The logic goes like this: You might not particularly like the wind turbines or the quarry or the sewage treatment plant, but if your neighbor wants to build it on his own land, then he's got a God-given right to do so. No one has a right to stand in his way. Besides, if you had the opportunity, you'd probably do the same thing. So, if you know what's good for you, you'll keep your mouth shut. Complaining about the way things are is only borrowing trouble, and if you keep that up, what little you have might be taken from you.
Temerity is another word for audacity. The two words are synonyms.
"Fearless daring" or "aggressive boldness" are definitions given for both words. If there's one quality our Founders shared that simply cannot be denied, it's temerity.

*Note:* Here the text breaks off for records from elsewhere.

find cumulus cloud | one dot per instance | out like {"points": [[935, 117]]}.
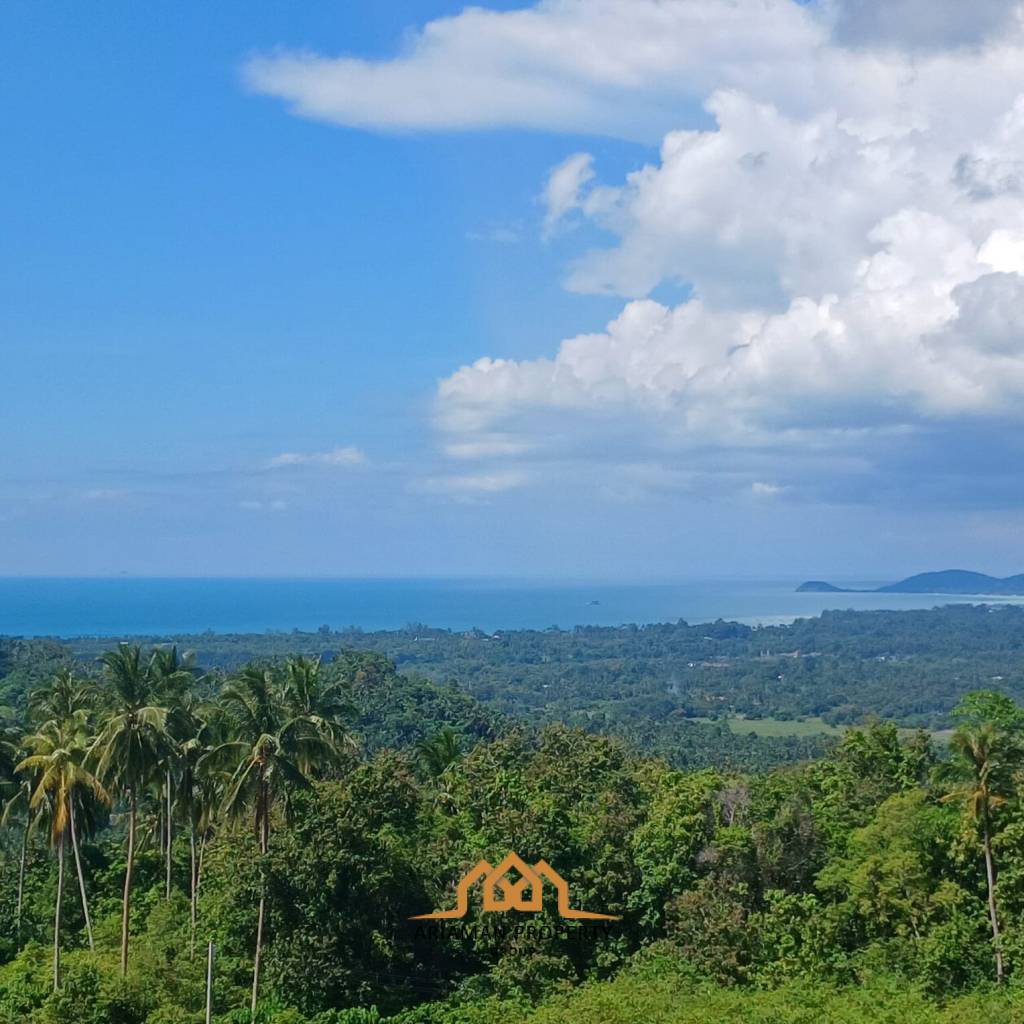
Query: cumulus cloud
{"points": [[839, 190], [563, 187], [347, 456], [472, 483], [611, 67]]}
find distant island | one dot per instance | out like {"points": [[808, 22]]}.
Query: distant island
{"points": [[944, 582]]}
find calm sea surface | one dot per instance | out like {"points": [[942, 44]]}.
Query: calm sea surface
{"points": [[124, 606]]}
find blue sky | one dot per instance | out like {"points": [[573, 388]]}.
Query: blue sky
{"points": [[198, 282]]}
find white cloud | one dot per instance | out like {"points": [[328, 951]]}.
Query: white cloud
{"points": [[347, 456], [486, 446], [563, 187], [854, 258], [839, 190], [473, 483], [612, 67]]}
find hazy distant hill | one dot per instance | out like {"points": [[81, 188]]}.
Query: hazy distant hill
{"points": [[944, 582]]}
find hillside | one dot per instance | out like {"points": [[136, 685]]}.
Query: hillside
{"points": [[942, 582]]}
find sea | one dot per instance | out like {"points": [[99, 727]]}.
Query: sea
{"points": [[127, 606]]}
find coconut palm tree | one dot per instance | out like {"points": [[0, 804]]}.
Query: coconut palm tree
{"points": [[439, 752], [130, 749], [56, 768], [61, 698], [981, 770], [322, 701], [201, 791], [172, 677], [279, 744], [15, 793]]}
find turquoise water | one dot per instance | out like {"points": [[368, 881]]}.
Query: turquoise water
{"points": [[125, 606]]}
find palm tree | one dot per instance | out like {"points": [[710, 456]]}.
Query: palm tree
{"points": [[131, 747], [201, 792], [982, 770], [60, 699], [439, 752], [281, 740], [56, 768], [323, 702], [15, 793]]}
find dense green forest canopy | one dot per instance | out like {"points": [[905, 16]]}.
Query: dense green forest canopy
{"points": [[297, 813], [908, 667]]}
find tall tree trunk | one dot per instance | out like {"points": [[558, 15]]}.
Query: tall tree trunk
{"points": [[193, 887], [126, 900], [264, 842], [990, 879], [167, 894], [56, 915], [20, 882], [78, 868]]}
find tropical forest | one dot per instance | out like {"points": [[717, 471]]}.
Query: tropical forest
{"points": [[253, 829]]}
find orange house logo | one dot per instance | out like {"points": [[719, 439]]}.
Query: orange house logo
{"points": [[502, 894]]}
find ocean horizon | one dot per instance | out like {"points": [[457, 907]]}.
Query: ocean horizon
{"points": [[46, 606]]}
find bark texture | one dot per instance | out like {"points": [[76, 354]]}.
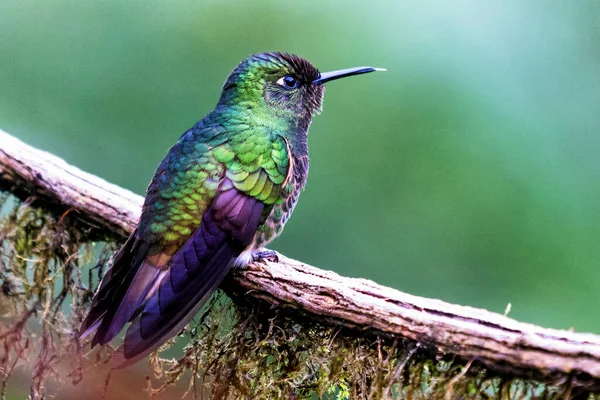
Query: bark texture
{"points": [[501, 343]]}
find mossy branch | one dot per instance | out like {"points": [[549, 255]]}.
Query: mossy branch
{"points": [[501, 344]]}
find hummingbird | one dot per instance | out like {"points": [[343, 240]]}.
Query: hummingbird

In their quest for independence from British rule, our Founders risked being drawn and quartered (and fed to the pigs) as traitors to the crown. "Give me liberty or give me death" wasn't a slogan. It was a commitment. And it turned out to be one of the most spectacularly successful examples of temerity in the history of the world.
But they had no guarantees that this would be the case.
They well knew that, even if they "won" independence, forging a new system of governance would be fraught with difficulties. Going forward, the unknowns far outnumbered the knowns. They knew they may fail.
Their only sense of security flowed from a deep-seated belief in their capacity, and indeed the capacity of all their fellow citizens, to work together to forge a better life. They refused to live under the edicts of a royal oppressor, an absentee landowner lodged an ocean away. They refused to play by the oppressor's rules. They refused to exchange freedom for daily bread.
But (and this is important to remember) when they challenged the status quo, they had no guarantees, none whatsoever, that things would turn out the way they intended.
Would any of us, today, wish they hadn't taken such risk? Fact is, our Founders possessed the abject temerity required to look the status-quo in the face and state: "You know what, we can do better." Would we have them be more timid? Would we have them be more credulous? Would we have them be more fatalistic? Would we prefer that they had kept their heads down and their hands out, thankful to receive whatever scraps the ultimate landowner, the King of England, threw their way?
I don't think so.
We do them no honor by keeping our heads down and our hands out. We do them no honor by failing to work together as a community to envision a future, plan for it, and move toward it. We do them no honor by believing that this, this right here and now is as good as it gets.
We do them no honor by succumbing to fear.